In Figure 1 (b), the dashed red line indicates the scheme of routes influencing the weight updates belonging to the first layer on panel (a) during the error backpropagation technique. A weight is connected to one of the output units by multiple routes (dashed red lines) and can exceed one million. It is important to note that all weights at the first layer are equated to the weights of 6 × (5 × 5), belonging to the six convolutional filters, as shown in Figure 1 (c).
The Tree-3 architecture consists of M = 16 branches. The first layer of each branch consists of K (6 or 15) (5 × 5) filters for each of the three RGB channels. Each channel is convolved with its own set of K filters, resulting in 3 × K different filters. The convolutional layer filters are the same for all M branches. The first layer concludes with max-pooling consisting of non-overlapping (2 × 2) squares. As a result, there are (14 × 14) output units for each filter. The second layer consists of a tree-like (non-overlapping) sampling (2 × 2 × 7 units) of K-filters for each RGB color in each branch, resulting in 21 output signals (7 × 3) for each branch. The third layer fully connects the outputs of 21 × M branches of layer 2 to 10 output modules. ReLU activation function is used for online learning, while Sigmoid is used for offline learning.

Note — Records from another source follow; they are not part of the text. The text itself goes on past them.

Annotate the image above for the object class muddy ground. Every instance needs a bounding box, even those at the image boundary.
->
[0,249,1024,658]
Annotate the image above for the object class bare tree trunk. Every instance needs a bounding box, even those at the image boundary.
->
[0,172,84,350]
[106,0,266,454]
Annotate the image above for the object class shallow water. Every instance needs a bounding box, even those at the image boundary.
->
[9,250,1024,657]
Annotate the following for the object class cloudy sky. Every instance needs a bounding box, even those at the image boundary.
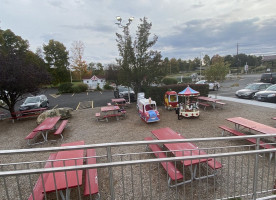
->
[0,0,276,64]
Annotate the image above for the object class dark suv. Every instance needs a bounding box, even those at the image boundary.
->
[261,73,276,84]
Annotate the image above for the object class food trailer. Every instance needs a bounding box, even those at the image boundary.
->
[164,91,178,110]
[138,98,160,123]
[176,86,199,120]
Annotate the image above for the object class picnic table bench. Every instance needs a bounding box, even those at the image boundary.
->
[25,117,68,145]
[9,108,46,123]
[198,96,225,110]
[198,102,211,110]
[151,127,222,187]
[84,149,100,199]
[219,125,275,149]
[95,106,126,122]
[0,112,7,120]
[28,153,57,200]
[145,137,183,187]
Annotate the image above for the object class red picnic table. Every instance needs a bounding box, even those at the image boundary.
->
[226,117,276,136]
[198,96,225,109]
[111,98,126,109]
[101,106,120,121]
[151,127,209,185]
[42,141,84,199]
[33,116,60,142]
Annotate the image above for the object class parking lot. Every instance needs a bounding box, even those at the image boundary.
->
[0,74,272,117]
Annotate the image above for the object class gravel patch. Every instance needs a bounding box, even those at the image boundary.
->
[0,101,275,199]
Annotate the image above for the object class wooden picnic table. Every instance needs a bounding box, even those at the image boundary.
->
[151,127,208,166]
[151,127,213,186]
[111,98,126,103]
[10,108,46,123]
[101,106,121,121]
[198,96,225,109]
[45,141,84,199]
[226,117,276,136]
[33,116,60,142]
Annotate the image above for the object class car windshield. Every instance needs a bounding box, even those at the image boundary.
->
[266,85,276,91]
[118,86,133,92]
[24,97,39,104]
[245,84,260,90]
[197,80,205,84]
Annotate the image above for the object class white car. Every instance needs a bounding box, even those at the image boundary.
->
[19,95,49,111]
[196,80,220,90]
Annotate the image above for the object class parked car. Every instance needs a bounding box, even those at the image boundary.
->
[236,83,272,99]
[114,86,136,101]
[196,80,220,90]
[254,84,276,103]
[261,73,276,84]
[19,95,49,111]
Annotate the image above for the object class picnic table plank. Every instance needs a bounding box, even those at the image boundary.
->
[151,127,208,166]
[45,141,84,192]
[226,117,276,135]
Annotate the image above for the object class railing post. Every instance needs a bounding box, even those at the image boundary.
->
[252,138,260,200]
[106,147,115,200]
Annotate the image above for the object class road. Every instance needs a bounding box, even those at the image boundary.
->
[210,74,261,98]
[0,74,270,116]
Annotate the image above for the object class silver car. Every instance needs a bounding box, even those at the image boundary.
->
[19,95,49,111]
[196,80,220,90]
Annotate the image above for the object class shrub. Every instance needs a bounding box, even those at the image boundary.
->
[96,83,102,91]
[142,84,209,105]
[178,76,192,83]
[58,83,73,93]
[163,78,178,85]
[104,83,113,90]
[72,83,88,93]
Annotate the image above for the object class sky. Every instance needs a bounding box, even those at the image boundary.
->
[0,0,276,65]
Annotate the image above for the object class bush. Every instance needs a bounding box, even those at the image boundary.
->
[163,78,178,85]
[142,84,209,105]
[96,83,102,91]
[104,83,113,90]
[58,83,73,93]
[178,76,192,83]
[72,83,88,93]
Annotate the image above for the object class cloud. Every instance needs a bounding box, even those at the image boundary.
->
[158,18,276,57]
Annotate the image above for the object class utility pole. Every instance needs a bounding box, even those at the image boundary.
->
[237,43,239,74]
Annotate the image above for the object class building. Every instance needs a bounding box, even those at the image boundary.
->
[82,75,106,90]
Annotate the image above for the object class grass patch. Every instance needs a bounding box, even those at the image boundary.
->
[231,83,240,87]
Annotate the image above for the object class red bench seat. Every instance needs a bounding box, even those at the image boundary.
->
[84,149,100,196]
[28,153,57,200]
[219,126,275,149]
[145,137,183,187]
[54,120,68,135]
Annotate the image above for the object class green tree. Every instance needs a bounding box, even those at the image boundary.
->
[43,40,70,84]
[116,17,163,92]
[0,29,50,117]
[203,54,211,66]
[204,59,230,82]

In Figure 1 (d), the dashed black line marks the scheme of one route connecting the updated weight at the first layer, as depicted in Figure 1 (c), during the error backpropagation technique to the output device.

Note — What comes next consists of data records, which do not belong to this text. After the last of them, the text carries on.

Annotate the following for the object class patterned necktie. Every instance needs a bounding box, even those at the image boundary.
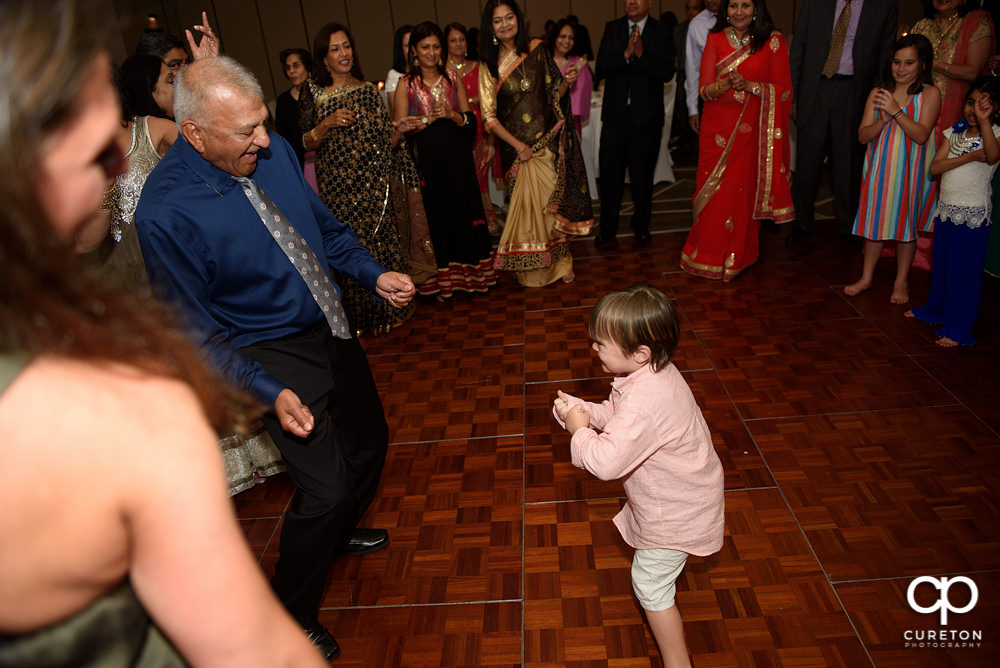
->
[823,0,851,79]
[233,176,351,339]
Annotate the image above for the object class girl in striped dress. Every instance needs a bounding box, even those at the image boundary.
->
[844,34,941,304]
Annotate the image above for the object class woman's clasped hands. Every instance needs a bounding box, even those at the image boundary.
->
[323,109,358,130]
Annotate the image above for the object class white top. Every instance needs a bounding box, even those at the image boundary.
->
[684,9,716,116]
[937,125,1000,229]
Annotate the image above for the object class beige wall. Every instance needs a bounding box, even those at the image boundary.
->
[107,0,920,105]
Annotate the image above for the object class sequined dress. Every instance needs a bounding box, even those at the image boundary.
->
[98,116,160,298]
[299,79,415,334]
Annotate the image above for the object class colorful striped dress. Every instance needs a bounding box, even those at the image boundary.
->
[854,92,937,241]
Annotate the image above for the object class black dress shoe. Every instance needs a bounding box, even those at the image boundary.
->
[344,529,389,554]
[785,227,812,244]
[302,624,340,663]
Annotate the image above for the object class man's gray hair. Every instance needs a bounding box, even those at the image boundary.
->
[174,56,264,128]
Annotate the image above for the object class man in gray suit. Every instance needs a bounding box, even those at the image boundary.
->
[786,0,899,243]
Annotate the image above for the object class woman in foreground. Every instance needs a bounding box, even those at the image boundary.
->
[0,0,323,667]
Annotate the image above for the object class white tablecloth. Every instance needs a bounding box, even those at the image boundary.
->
[580,77,677,199]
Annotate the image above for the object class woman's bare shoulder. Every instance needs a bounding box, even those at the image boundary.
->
[0,356,211,456]
[146,116,177,155]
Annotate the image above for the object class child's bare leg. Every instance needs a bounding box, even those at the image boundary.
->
[646,605,691,668]
[844,239,884,297]
[889,240,917,304]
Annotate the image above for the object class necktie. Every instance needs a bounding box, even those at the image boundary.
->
[233,176,351,339]
[823,0,851,79]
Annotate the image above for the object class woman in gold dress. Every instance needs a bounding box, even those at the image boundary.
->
[299,23,415,335]
[479,0,594,287]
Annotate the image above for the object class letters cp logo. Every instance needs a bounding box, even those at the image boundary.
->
[906,575,979,626]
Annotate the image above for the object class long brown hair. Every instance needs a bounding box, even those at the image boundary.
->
[0,0,252,430]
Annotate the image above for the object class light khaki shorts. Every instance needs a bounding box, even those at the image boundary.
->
[632,548,687,612]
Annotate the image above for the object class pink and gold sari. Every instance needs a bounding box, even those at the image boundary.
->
[681,29,795,281]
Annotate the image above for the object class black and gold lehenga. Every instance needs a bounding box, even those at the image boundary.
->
[479,40,594,287]
[299,79,415,334]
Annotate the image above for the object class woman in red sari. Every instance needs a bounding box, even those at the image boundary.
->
[913,0,995,145]
[681,0,795,281]
[444,23,500,234]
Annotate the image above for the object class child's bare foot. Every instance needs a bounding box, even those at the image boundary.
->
[844,278,872,297]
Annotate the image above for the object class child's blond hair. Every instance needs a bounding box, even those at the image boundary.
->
[589,283,680,371]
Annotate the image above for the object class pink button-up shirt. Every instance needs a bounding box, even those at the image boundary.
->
[556,364,725,556]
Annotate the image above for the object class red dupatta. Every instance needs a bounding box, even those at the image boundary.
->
[692,33,795,223]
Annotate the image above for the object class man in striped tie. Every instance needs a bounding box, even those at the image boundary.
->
[136,57,415,660]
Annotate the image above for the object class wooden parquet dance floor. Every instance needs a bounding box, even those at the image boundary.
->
[234,225,1000,668]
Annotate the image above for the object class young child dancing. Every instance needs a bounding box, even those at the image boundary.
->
[905,77,1000,348]
[552,284,724,668]
[844,34,941,304]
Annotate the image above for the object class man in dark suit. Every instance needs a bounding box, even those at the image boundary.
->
[594,0,674,246]
[786,0,899,242]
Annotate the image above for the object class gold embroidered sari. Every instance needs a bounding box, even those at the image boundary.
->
[479,41,594,287]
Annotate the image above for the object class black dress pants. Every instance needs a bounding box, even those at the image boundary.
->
[240,321,389,627]
[792,79,868,234]
[598,112,663,241]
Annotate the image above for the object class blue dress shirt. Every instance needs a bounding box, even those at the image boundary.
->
[135,132,386,407]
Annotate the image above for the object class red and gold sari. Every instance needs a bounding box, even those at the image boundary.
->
[681,29,795,281]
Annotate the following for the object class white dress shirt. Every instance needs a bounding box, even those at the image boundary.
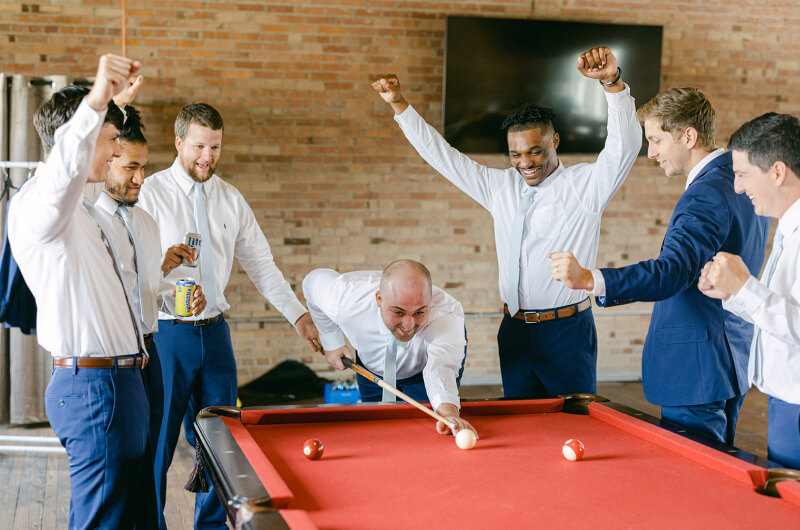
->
[95,193,175,335]
[138,159,306,324]
[8,100,139,357]
[395,86,642,310]
[592,148,725,297]
[723,196,800,405]
[303,269,466,410]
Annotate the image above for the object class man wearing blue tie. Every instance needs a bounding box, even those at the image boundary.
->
[698,113,800,469]
[551,88,769,444]
[372,47,642,398]
[139,103,321,528]
[95,103,206,528]
[303,260,475,434]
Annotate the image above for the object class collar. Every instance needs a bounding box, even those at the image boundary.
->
[778,199,800,237]
[684,147,725,189]
[94,191,119,217]
[170,157,217,197]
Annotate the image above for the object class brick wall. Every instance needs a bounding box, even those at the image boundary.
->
[0,0,788,381]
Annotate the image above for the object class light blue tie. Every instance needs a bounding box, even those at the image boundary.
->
[83,197,149,357]
[381,334,398,401]
[192,182,217,315]
[504,188,536,316]
[750,228,783,385]
[117,204,155,331]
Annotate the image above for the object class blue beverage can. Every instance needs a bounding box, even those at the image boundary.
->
[183,232,203,267]
[175,278,197,317]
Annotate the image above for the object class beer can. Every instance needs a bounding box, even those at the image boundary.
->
[183,232,203,267]
[175,278,197,317]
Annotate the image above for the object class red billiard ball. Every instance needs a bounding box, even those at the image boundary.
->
[561,438,583,462]
[303,438,324,460]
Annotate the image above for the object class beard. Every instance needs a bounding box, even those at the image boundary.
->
[178,153,219,182]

To solve the classification task, researchers applied the cross-entropy cost function and utilized the stochastic gradient descent algorithm to minimize it. To fine-tune the model, optimal hyperparameters such as learning rate, momentum constant, and weight decay coefficient were found. To evaluate the model, several validation datasets consisting of 10 000 random examples, similar to the test dataset, were used. The average results were calculated, considering the standard deviation from the stated average success metrics. Nesterov's method and L2 regularization were applied in the study.

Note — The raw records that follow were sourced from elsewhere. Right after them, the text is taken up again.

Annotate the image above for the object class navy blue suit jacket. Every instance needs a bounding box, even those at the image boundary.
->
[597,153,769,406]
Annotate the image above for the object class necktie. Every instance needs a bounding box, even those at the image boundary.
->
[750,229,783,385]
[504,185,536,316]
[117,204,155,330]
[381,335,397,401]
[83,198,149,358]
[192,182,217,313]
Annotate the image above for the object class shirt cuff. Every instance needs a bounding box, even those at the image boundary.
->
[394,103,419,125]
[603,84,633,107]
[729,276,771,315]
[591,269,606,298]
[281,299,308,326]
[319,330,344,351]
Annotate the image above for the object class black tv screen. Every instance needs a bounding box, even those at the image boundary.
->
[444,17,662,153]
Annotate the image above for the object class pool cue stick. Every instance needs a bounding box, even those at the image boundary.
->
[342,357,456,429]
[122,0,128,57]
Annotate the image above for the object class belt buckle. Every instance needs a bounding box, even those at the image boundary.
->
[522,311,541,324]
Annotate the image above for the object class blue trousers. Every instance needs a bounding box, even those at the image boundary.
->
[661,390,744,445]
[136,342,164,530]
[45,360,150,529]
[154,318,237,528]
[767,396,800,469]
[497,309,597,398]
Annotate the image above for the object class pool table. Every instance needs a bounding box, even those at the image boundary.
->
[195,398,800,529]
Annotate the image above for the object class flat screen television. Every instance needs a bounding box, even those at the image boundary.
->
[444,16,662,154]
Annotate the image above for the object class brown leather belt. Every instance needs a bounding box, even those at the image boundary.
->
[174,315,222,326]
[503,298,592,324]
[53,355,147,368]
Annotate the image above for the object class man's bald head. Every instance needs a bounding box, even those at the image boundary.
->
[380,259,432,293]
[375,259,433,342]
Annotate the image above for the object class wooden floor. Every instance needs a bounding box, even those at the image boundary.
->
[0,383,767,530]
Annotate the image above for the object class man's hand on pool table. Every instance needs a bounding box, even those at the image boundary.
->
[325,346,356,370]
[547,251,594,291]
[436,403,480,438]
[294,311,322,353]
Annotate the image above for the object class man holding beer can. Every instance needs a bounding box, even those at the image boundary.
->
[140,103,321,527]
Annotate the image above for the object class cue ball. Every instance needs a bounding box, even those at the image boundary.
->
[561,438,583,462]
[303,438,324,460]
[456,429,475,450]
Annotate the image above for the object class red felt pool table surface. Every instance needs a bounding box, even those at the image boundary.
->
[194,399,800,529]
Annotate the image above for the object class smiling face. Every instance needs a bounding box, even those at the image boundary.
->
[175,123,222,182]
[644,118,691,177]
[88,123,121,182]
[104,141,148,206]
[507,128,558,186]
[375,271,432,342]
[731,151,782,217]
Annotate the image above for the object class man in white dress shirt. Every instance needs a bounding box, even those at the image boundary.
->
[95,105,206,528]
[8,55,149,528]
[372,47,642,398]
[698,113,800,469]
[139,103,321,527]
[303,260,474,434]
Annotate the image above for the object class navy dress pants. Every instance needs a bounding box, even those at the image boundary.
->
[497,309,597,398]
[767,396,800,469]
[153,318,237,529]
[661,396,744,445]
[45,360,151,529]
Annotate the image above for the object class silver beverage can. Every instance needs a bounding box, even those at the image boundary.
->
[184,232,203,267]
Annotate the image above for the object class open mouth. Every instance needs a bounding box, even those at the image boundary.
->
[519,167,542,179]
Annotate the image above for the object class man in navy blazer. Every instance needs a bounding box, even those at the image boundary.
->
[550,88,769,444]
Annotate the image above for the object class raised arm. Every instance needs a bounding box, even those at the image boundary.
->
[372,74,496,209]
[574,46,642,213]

Hyperparameters for offline learning, including η (learning rate), μ (momentum constant), and α (L2 regularization), were optimized during offline learning, which involved 200 epochs. Hyperparameters for online learning were optimized using three different dataset example sizes.
As a result of the experiment, an effective approach to training a tree-like architecture, where each weight is connected to the output unit by only one route, was demonstrated. This approximation to biological learning and the ability to use deep learning with greatly simplified dendritic trees of one or several neurons. It is important to note that adding a convolutional layer to the input helps preserve the tree-like structure and improve success compared to architectures without convolution.
While the computational complexity of LeNet-5 was notably higher than that of the Tree-3 architecture with comparable success rates, its efficient implementation necessitates new hardware. It is also expected that training the tree-like architecture will minimize the likelihood of gradient explosions, which is one of the main challenges for deep learning. Introducing parallel branches instead of the second convolutional layer in LeNet-5 improved success metrics while maintaining the tree-like structure. Further investigation is warranted to explore the potential of large-scale and deeper tree-like architectures, featuring an increased number of branches and filters, to compete with contemporary CIFAR-10 success rates. This experiment, using LeNet-5 as a starting point, underscores the potential benefits of dendritic learning and its computational capabilities.